According to the literature, recurrence can occur in remote postoperative periods. Adebayo et al., Hayward, Collings, and Harrison have reported recurrence after 21, 30, and 49 years, respectively [4143]. A possible source of recurrence is the remaining cells at the osteotomy site or the retained soft tissue ameloblastoma islands during the surgical procedures, especially in complex regions like the infratemporal fossa. The morphological study of Carlson and Marx uses radiograph samples in 82 cases after resection to demonstrate that the ameloblastoma histologically extends beyond 2–8 mm, and the average spread of it to the bone is 4.5 mm [21]. It proves the necessity of extended resections of 1.5–2 cm margins around the radiologically determined ameloblastoma borders. Additionally, the worst prognosis in recurrent ameloblastoma is associated with the spread of the lesion outside the bone with the involvement of the soft tissues [17]. Such cases cannot be seen on the CT, and MRI is often required to plan the extent of resection. In the present study, 14% of the recurrences were asymptomatic and revealed by X-ray or CT examination. It proves the importance of long-term radiologic follow-up for early diagnostics and adequate treatment of recurrent cases.

In our study, three recurrent ameloblastomas occurred exceptionally in the soft tissues, after the spread of the primary neoplasm outside the bone. In these 3 cases, the recurrence developed in the soft tissues of the infratemporal fossa with no connection to the bone. However, the frequency of ameloblastoma that recur in the soft tissues after radical treatment can be more significant. In the series of 26 cases of recurrent ameloblastoma reported by Olaitan et al., the tumor spread into the soft tissues in 4 cases (15%) [38]. In a later multicenter analysis by Arotiba et al., 23.3% of 30 cases of recurrent ameloblastoma were located in the soft tissues [44]. Yang et al. defined the perforation of the cortical bone as a risk factor for recurrence [39]. At the same time, Eckardt et al. have reported recurrences in bone grafts after the long-term follow-up [31, 4548]. In our study, only one recurrence developed in patients with bone grafting procedures after radical jaw resections.
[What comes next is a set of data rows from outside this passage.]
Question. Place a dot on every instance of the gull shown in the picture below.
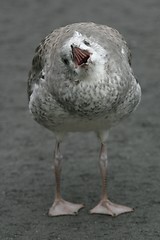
(81, 80)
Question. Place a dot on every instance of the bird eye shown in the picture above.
(86, 43)
(65, 60)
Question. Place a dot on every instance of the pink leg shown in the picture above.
(60, 206)
(105, 206)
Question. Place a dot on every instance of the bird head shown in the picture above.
(82, 54)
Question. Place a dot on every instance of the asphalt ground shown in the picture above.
(26, 149)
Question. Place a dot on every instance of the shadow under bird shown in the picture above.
(81, 80)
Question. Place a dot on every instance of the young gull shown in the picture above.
(81, 80)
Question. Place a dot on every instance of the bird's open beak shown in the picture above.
(80, 56)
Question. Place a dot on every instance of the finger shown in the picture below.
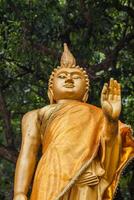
(104, 92)
(119, 92)
(111, 89)
(111, 84)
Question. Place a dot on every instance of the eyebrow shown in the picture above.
(65, 72)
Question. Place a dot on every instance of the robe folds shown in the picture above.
(73, 141)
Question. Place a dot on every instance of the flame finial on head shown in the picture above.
(67, 58)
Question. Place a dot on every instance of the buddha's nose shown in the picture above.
(69, 79)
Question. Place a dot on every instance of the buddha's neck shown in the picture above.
(67, 101)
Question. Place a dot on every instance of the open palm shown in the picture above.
(111, 99)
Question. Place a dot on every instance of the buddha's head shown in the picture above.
(68, 81)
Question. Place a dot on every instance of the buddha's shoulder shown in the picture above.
(38, 113)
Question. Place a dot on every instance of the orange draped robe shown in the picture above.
(73, 142)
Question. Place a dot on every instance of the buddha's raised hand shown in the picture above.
(111, 99)
(20, 196)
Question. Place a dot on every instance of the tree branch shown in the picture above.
(108, 62)
(7, 121)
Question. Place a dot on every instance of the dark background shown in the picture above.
(100, 34)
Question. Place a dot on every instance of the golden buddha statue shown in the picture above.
(84, 148)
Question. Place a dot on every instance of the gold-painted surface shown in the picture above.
(84, 148)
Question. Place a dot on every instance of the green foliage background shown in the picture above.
(100, 34)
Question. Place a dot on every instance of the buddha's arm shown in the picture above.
(28, 154)
(111, 106)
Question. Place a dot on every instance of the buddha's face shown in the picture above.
(69, 83)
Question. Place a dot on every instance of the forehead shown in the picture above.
(69, 71)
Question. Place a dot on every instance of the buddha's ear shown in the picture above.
(50, 96)
(85, 97)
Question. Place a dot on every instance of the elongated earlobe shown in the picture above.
(85, 97)
(50, 96)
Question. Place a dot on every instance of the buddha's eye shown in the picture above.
(76, 76)
(62, 76)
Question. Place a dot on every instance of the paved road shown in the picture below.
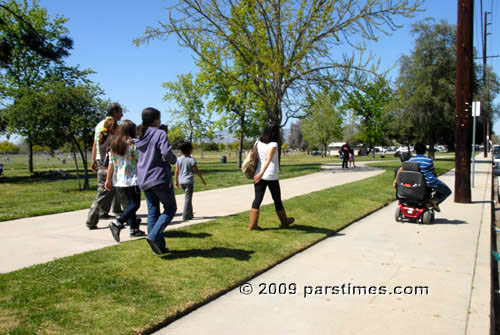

The main limitation of our study was the relatively restricted number of well-documented cases with a predominance of conservatively treated ones. Prevalence of more conservative treatment resulted in preference for less complicated surgery, associated with a low rate of postoperative complications and aesthetic and functional deficiencies that can influence the patient’s quality of life. At the same time, the radical approach often requires several complex and expansive surgical procedures with an unclear prognosis.

5. Conclusions

Results obtained in the present retrospective study proved the necessity of long-term follow-up after both conservative and radical treatment approaches. The DFS median in our study was 8 years (95% CI 6 years–10 years). For recurrent cases, radical resection with margins should consider the method of choice to avoid secondary recurrence, with MRI determination of the ameloblastoma border within the soft tissues.

Data Availability

The data used to support the findings of this study are included in the article.

Conflicts of Interest

The authors declare that they have no conflicts of interest.